Since writing the original post, two of Charity Bird’s family members have reached out to me. Each of them has given me a few more pieces of the puzzle. Now, I have a photo of James and Charity Bird Holloway. Last week, I learned that they lived in a sod house, and she died after going into labor while James was out shopping for fertilizer. She was 32 years old.
It’s not much, but it’s enough.
Realistically, this is the end of the story. I’m not an amateur genealogist and have no further interest in my family tree. I am left with a list of unanswerable questions. Why did James and Charity move to the Dakotas? How did James travel between Monango and New Jersey with six small kids? What happened to James Holloway after Charity Bird’s death?
But I mainly wonder why no one in my family ever mentioned any of this. My best guess is the simplest. It didn’t interest anyone. My great grandfather was five when his mother died. I’m sure he had little recollection of her or Monango. Yet there is his name listed in the Dakotas in the 1885 census, enduring proof he was there.
In preparation for our road trip, I’d created a reading list about places I wanted to explore more deeply. Four of the books had to do with life in North Dakota.
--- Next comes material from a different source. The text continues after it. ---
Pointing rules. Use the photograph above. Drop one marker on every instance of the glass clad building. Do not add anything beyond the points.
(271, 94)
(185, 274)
One of those books, Giant in the Earth by o. e. Rolvaag, describes homesteader life in a sod home—the frigid cold, swarms of grasshoppers, random death. It sounded miserable. In the book, one woman loses her mind over it all.
I wonder if Charity Bird felt some small twitch of relief as she lay dying. If she regretted coming. If she ever felt a rush of impending madness. Or was she like the woman I met, content, at least seemingly, to till potatoes on a desolate, windswept farm.
As we pulled away, I told Pat, “Imagine if Charity Bird hadn’t died. This might have been my home.” Silently, I mulled that possibility as we drove out of town.